Tuesday, April 23, 2002

How to Cash in Retirement to Pay Debt

How to Cash in Retirement to Pay Debt

If you are saddled with debt, cashing in your 401k or IRA might seem like a good idea. But it is important to evaluate all of your options before making that decision. In some cases, raiding your retirement nest egg can make sense, but it is important to understand both the short-term tax ramifications and the long-term financial pitfalls that could result from that decision.

Instructions

    1

    Consider your other options carefully before invading your retirement funds. You might be able to take out a loan from your 401k instead of withdrawing the money outright. You will, of course, have to pay the money back, but the money can be withheld from your paycheck, and you will be paying yourself back over time.

    2

    Calculate the taxes you will owe if you withdraw the money in your 401k or IRA before age 59-1/2. Depending on your circumstances you could be subject to a 20 percent tax penalty.

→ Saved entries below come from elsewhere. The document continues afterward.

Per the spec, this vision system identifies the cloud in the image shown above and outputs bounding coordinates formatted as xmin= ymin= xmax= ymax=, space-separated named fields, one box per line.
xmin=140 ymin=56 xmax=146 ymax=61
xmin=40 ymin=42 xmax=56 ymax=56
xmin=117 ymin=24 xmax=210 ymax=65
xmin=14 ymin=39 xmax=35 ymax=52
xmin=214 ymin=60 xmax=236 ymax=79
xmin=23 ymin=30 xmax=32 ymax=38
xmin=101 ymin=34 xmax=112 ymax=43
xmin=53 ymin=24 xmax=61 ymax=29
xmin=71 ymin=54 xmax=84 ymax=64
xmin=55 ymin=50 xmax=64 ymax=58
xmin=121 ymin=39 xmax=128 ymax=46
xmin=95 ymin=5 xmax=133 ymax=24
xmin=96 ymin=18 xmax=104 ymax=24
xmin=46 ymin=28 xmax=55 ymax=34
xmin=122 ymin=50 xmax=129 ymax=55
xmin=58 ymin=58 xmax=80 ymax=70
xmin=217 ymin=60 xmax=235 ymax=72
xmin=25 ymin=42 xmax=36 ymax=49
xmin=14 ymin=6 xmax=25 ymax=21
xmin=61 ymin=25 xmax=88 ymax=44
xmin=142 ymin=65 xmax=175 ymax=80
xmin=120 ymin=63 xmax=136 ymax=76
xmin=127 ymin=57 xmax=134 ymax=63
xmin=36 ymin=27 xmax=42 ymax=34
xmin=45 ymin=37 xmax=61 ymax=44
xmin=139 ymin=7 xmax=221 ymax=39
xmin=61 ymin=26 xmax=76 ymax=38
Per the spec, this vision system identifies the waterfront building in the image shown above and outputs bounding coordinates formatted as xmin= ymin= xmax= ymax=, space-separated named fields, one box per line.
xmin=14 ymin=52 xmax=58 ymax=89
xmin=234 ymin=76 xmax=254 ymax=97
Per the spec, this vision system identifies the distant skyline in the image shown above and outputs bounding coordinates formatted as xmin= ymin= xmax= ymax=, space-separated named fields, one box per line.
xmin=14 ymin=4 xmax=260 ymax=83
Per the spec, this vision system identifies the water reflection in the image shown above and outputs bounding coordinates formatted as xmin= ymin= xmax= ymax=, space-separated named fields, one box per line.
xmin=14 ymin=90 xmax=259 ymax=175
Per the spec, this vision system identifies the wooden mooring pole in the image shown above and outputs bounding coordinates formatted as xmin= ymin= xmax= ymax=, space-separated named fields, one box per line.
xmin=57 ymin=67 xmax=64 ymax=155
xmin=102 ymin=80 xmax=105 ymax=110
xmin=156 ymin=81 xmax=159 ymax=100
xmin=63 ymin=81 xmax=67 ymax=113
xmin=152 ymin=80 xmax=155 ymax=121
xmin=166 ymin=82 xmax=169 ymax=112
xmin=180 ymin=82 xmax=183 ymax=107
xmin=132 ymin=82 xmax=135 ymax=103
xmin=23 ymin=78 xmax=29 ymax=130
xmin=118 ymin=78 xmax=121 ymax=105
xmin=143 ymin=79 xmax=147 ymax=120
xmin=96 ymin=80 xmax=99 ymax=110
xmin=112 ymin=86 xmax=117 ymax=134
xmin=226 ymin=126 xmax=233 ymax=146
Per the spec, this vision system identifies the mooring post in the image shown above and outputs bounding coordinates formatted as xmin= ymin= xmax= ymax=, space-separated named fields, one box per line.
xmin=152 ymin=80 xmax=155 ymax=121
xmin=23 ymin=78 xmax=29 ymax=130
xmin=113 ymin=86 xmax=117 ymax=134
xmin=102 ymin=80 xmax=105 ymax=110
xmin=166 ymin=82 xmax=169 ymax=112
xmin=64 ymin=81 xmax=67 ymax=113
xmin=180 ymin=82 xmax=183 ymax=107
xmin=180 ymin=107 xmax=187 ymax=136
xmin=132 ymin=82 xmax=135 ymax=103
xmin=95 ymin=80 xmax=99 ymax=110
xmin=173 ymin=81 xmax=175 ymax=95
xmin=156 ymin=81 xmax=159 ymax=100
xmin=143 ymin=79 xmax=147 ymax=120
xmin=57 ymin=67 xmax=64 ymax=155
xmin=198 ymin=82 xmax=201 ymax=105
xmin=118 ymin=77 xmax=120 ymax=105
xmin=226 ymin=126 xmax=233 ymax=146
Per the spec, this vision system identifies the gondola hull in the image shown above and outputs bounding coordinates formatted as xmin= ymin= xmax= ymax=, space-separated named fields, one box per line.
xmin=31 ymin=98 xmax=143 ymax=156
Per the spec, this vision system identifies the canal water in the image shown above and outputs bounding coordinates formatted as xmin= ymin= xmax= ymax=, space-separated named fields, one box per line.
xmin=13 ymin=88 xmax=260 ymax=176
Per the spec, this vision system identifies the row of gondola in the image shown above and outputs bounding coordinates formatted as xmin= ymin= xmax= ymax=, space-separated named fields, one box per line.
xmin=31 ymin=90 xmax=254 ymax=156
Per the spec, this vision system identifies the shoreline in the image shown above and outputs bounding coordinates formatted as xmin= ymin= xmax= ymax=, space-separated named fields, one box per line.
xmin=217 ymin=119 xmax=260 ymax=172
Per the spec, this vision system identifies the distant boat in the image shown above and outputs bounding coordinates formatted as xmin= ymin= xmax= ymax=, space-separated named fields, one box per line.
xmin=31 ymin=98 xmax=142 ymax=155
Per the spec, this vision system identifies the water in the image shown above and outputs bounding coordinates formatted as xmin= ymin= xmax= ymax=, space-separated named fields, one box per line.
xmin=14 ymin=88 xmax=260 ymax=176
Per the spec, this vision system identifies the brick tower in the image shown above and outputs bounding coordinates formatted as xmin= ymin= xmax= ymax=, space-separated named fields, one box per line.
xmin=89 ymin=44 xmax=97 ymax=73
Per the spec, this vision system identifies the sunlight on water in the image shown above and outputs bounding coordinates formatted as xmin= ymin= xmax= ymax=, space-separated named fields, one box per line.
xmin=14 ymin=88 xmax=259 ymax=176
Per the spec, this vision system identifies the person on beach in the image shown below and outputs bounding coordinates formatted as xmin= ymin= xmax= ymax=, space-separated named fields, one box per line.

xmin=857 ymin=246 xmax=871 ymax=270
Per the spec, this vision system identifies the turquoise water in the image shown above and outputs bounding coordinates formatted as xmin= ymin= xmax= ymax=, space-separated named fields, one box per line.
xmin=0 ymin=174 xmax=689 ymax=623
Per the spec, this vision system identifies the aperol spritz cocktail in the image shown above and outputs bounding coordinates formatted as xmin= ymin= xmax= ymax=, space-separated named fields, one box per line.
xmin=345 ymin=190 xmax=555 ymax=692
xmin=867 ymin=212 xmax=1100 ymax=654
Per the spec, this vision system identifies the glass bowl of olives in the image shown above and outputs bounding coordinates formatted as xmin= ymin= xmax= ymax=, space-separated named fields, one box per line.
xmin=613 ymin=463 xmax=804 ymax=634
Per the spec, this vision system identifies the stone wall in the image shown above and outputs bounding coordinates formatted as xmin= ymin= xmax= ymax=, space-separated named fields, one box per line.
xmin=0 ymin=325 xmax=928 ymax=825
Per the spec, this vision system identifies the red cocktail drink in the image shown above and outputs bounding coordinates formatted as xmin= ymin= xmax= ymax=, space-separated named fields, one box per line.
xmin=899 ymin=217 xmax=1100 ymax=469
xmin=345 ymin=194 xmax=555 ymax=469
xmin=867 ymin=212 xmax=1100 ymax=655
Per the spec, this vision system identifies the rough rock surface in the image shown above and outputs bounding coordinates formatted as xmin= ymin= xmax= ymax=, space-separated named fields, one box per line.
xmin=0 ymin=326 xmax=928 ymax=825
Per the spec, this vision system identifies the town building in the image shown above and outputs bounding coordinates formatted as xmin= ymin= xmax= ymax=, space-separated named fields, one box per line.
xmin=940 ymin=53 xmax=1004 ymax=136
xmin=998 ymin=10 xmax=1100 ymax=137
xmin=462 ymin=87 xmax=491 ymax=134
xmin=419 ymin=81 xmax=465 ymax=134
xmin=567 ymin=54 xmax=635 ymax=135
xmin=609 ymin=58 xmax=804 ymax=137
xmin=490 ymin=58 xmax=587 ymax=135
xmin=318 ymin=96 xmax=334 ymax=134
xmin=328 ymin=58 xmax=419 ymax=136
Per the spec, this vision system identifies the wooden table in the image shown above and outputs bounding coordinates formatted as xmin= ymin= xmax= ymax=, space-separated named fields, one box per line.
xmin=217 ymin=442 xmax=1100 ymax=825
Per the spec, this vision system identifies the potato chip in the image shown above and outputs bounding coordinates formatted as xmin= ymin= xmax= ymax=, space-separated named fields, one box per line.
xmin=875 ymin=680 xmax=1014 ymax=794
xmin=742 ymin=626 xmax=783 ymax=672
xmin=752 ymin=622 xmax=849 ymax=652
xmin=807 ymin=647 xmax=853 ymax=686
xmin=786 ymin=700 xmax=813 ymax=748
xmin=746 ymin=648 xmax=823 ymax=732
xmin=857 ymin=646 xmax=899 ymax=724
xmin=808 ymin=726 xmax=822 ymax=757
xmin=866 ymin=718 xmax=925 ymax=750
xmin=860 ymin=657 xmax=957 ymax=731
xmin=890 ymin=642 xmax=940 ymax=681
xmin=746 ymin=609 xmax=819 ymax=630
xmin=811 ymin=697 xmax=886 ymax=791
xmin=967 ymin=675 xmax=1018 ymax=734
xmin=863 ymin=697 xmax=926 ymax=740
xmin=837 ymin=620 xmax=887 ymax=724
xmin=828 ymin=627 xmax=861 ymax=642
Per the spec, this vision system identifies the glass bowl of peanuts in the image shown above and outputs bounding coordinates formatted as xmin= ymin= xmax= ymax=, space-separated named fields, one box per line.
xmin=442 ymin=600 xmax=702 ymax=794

You will also be required to pay ordinary income taxes on the money you withdraw.

    3

    Contact your employer and request the appropriate paperwork to process the withdrawal from your retirement plan. Fill out the paperwork completely and mail it to the address listed on the form.

    4

    Contact the brokerage firm or mutual fund company holding your IRA and ask to speak to a representative. Inform the representative that you want to cash in part or all of your IRA. The representative will probably explain the tax ramifications of the decision to you so you can make an informed decision.

    5

    Ask the firm to send you a check for the proceeds of the retirement fund to your home address, or transfer the money to your bank account. If you have a bank account on file with the mutual fund or brokerage firm, they may be able to wire the funds directly into your account.

    6

    Delay doing your taxes until you receive all of your paperwork from the brokerage firm or mutual fund that held your retirement account. You will need to account for those funds, and pay any taxes due, when you complete your tax return.